Using qualitative research in the social sciences as an example, Smioski in turn highlighted that both the transparency of research and the quality of data strongly depend on high-quality and standardized documentation of data and the research process. Her argument came full circle in Heinz Pampel’s (GFZ) presentation during the APARSEN workshop, which took up a different vantage point and looked at research data as the subject of quality assurance procedures.

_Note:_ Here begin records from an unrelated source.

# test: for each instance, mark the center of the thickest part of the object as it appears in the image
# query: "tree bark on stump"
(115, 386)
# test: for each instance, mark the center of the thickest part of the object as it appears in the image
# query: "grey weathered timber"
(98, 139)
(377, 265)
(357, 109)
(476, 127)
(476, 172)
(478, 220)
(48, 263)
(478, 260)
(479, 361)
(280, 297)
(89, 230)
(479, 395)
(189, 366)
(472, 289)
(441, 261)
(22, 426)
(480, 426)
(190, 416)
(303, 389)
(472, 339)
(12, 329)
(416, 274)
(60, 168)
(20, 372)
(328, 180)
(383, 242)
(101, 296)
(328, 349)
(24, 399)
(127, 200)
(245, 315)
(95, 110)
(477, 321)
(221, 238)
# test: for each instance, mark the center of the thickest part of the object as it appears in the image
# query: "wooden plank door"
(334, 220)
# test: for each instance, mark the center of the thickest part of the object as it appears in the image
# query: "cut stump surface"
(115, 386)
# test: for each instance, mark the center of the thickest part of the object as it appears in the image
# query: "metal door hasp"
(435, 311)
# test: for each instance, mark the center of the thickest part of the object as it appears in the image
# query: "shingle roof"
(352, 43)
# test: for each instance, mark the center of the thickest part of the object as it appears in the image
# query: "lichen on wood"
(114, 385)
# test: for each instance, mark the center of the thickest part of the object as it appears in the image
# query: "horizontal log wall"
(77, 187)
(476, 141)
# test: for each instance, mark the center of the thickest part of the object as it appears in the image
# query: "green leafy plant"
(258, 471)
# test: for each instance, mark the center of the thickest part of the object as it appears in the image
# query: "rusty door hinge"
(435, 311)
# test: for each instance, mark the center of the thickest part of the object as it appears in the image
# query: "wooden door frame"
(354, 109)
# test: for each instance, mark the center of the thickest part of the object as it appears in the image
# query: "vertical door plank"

Pampel in particular shed light on challenges associated with the implementation of a peer review system for research data from the perspective of researchers and journals, at the same time as reflecting on the role of repositories in this context (for more details, also see the APARSEN Report on Peer-Review of Research Data in Scholarly Communication). After an initial, criteria-based selection process, repositories take care of data curation, thus preserving and to some extent enhancing the quality of data by providing documentation and value-added services. True to the dictum “garbage in, garbage out,” however, repositories’ power to turn “garbage” into high-quality data is limited. Thus, researchers should involve archives regarding questions of data management as early in their research as possible to ensure that they create high-quality and re-usable data.
Taken together, these presentations drew a very differentiated picture of challenges to as well as first steps towards realizing the “digital utopia” envisioned by neurobiologist Björn Brembs in his opening keynote: “a single semantic, decentralized database of literature, data and software.” I caught glimpses of this utopia becoming reality several times, for example in the session dedicated to OpenAIRE and OpenAIRE+. Building on the existing OpenAIRE infrastructure, OpenAIRE+ will further enhance the access to research funded under FP7 by linking literature to project information and datasets. While the concept of “enhanced publications” is often used to describe the goal of such efforts, Matthias Lösch’s presentation evoked another – possibly more appropriate – term, namely that of “information in context.” The latter appeals to me because it moves the focus away from publications as the one and only vehicle of scholarly communication and reputation (of course, I am exaggerating here), allowing for other forms of research output (such as data sets, blog posts, visualizations, etc.) to move into the spotlight. This is nicely illustrated in the OpenAIRE+ prototype for the social sciences, implemented by the DANS institute in the Netherlands, which allows you to explore what could be called a “contextual map” of research output where (textual) publications are only one among many possible central nodes.
My take home message? There are many, I suppose – but among them is the renewed awareness of the importance of continuing to work on making (or keeping, depending on how you look at it) openness and transparency synonymous. And the conviction that, although we are not quite there yet, we are getting closer to realizing Brembs’ digital utopia.